“So what time are you going?” My wife asks, one Monday morning.
“My train’s about five,” I say.
“Okay…” she says.
We have, broadly speaking, a cooking routine in our house - I do Monday, Thursday and Saturday, my wife does Tuesday, Wednesday and Sunday, and we take Friday in turns. Pretty much.
But all that goes to pot if I’m ‘on a jaunt’.
“I’ll just have a jacket potato then,” my wife says, breezily. Beneath her outward nonchalance, though, I sense dissatisfaction at a breach of our unwritten meal code.
I, however, have a plan.
I decide not to say anything about the plan in order to circumvent lengthy discussions and negotiations, I will simply enact my plan and all will, I think, be well.
With just under an hour to go before I need to leave I begin meal prep - chopping onion, garlic and ginger and cooking them lightly before adding spices and other ingredients to make up a red lentil and chick pea dahl which I leave on a slow cooker.
Normally I enjoy cooking, taking a batch of, to my mind, fairly unpromising ingredients and turning them into something I want more of. I like, on Monday nights in particular, to create elaborate spiced vegetable dishes, or indeed other inventions which my children used to call ‘Daddy specials’.
“What are we having?” One would ask.
“It’s a Daddy special…” the other would reply, a look of scepticism playing across their face.
This sceptical approach was, I admit, reasonable given some of the experiments in cooking I’ve carried out over the last couple of decades - not infrequently they would both refuse to eat anything before I gave a run down of the ingredients.
“Definitely no Stilton?” One of the kids asked on a now legendary occasion.
“None,” I lied.
“So why does it taste of Stilton then?”
“There’s definitely Stilton in this.”
“Is there Stilton in it?” My wife asked.
“Well… there’s a bit of Stilton in it…”
“Seriously?

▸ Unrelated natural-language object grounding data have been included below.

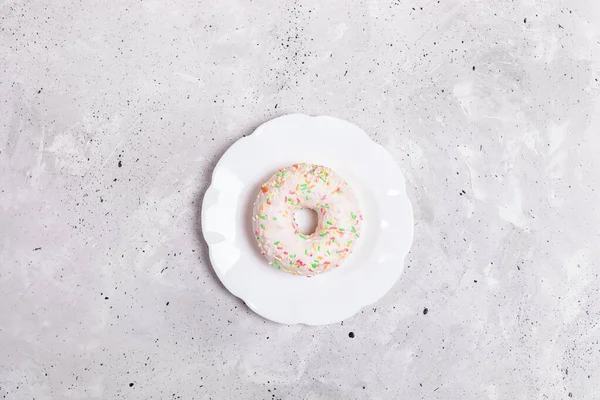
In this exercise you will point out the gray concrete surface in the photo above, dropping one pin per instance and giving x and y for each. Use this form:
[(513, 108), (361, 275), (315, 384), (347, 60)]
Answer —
[(113, 115)]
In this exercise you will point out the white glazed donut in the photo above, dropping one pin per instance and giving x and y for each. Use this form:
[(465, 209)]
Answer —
[(306, 186)]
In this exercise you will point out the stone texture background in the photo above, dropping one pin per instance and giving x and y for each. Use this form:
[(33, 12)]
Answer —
[(113, 115)]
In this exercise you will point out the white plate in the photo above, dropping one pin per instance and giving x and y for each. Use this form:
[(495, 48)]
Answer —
[(378, 259)]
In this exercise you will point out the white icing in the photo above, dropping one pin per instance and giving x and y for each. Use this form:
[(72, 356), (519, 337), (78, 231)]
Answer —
[(277, 234)]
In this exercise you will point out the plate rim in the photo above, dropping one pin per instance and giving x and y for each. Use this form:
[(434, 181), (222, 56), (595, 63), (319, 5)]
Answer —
[(264, 313)]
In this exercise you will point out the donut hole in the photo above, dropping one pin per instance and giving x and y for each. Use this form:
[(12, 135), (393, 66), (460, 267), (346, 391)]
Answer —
[(306, 220)]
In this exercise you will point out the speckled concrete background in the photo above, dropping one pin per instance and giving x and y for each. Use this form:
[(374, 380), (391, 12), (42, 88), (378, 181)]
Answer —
[(113, 115)]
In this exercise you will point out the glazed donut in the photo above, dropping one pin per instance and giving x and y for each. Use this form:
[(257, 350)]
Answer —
[(275, 229)]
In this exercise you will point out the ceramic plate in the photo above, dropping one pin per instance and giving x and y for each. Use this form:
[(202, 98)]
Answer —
[(378, 258)]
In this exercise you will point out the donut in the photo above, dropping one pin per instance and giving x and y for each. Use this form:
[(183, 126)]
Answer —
[(275, 229)]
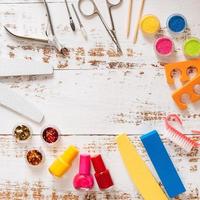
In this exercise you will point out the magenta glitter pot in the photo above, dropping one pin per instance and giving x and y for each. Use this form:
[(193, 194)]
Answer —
[(50, 135), (22, 133), (34, 157), (164, 46)]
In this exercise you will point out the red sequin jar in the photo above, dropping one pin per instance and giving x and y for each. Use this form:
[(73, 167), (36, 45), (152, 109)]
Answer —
[(50, 135)]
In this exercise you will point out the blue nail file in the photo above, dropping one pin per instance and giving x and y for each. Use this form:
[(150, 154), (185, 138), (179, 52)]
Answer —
[(162, 164)]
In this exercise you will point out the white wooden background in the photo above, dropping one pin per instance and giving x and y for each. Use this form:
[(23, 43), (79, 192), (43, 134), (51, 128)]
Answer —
[(93, 95)]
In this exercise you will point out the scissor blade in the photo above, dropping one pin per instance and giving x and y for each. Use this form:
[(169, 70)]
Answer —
[(26, 37)]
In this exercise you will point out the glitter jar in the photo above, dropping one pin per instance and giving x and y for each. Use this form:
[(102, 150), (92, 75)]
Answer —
[(191, 47), (176, 23), (34, 157), (22, 133), (50, 135), (164, 46), (150, 24)]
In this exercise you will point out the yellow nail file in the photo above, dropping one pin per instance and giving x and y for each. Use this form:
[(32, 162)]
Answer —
[(138, 170)]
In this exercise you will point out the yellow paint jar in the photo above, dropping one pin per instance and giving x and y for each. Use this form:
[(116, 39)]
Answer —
[(63, 162), (191, 47), (150, 24)]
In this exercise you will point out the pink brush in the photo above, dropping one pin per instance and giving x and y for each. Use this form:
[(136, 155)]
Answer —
[(177, 136), (84, 180)]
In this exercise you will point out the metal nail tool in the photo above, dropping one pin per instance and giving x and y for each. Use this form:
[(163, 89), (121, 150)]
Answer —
[(111, 31), (84, 33), (51, 36), (70, 17)]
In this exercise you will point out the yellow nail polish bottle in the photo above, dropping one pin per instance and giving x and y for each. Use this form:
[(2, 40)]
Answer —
[(62, 164)]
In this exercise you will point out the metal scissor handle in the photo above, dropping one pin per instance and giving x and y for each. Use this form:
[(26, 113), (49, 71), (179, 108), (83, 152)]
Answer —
[(111, 4), (94, 12)]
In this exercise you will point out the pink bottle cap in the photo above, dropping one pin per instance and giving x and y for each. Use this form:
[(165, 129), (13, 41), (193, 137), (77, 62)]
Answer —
[(164, 46), (84, 165)]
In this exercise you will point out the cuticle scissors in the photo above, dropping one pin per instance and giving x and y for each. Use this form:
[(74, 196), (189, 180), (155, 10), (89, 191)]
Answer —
[(51, 37), (111, 31)]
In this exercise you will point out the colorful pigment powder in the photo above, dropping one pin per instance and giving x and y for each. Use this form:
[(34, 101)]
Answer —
[(150, 24), (164, 46), (191, 47), (176, 23), (22, 133), (34, 157), (50, 135)]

Why have you made something with Stilton in? You know they hate Stilton!”
“He didn’t just make something with Stilton in, he made something with Stilton in and then outright lied about it.”
“Is that bad?” I said, “I just thought you might like it if you didn’t know it was there.”
“It’s obvious it’s there, because it tastes of Stilton.”
“And of course its bad, because you LIED!”
“We live in a post-truth world,” I said.
“No we don’t,” they replied.
No kids at home means nothing is called a ‘Daddy special’ any more - which is quite sad. It does mean, though, that I no longer feel it necessary to underplay the Stilton content of any particular meal.
But there’s no Stilton in dahl, not even in my version.
I head out, leaving the concoction to do its thing in the slow cooker and go to Leeds to meet the eldest and watch a band. When I get back it’s about one in the morning. My wife and I share a brief, whispered conversation before going to sleep.
“Was that meal ok?”
“Yeah… it had quite a strong… what did you put in it, actually?”
“Usual things, nothing special, why?”
“It just… I mean it was nice, but it definitely had a strong flavour, I couldn’t say quite what it was.”
In the morning, while making some tea, I decide to do a taste test of the left-overs.
“That dahl,” I say, taking my wife a hot drink, “is disgusting.”
“It certainly has a strong flavour,” she says.
“Did you actually eat it?” I ask.
“Yes,” she says, “I had a portion - I added some yoghurt though, to sort of mellow it.”
“I wouldn’t have eaten that, it was vile,” I say, the taste is still on my tongue and makes me feel sick.
“What did you put in it?” She asks.
“Honestly - nothing unusual, just the normal things I’d put in it.”
“No Stilton?”
“Definitely no Stilton,” I say.
“Because, you know, you do have form in that area.”
“I promise, absolutely, that there’s no Stilton in there,” I say. As I do so, a cloud passes through my mind, I didn’t put any Stilton in there did I?
“I know,” says my wife, “because we don’t have any Stilton.”
“There’s really no point in having it,” I say, “now that the kids have left home.”
Post script: The culprit, it turned out, was the coconut milk. Rancid doesn’t even begin to describe it.
‘Saturday columns’ are short, sometimes (relatively) funny, basically true* stories of mundanity and mishaps from my life.
*Some names, locations and other details may have been changed to protect the guilty.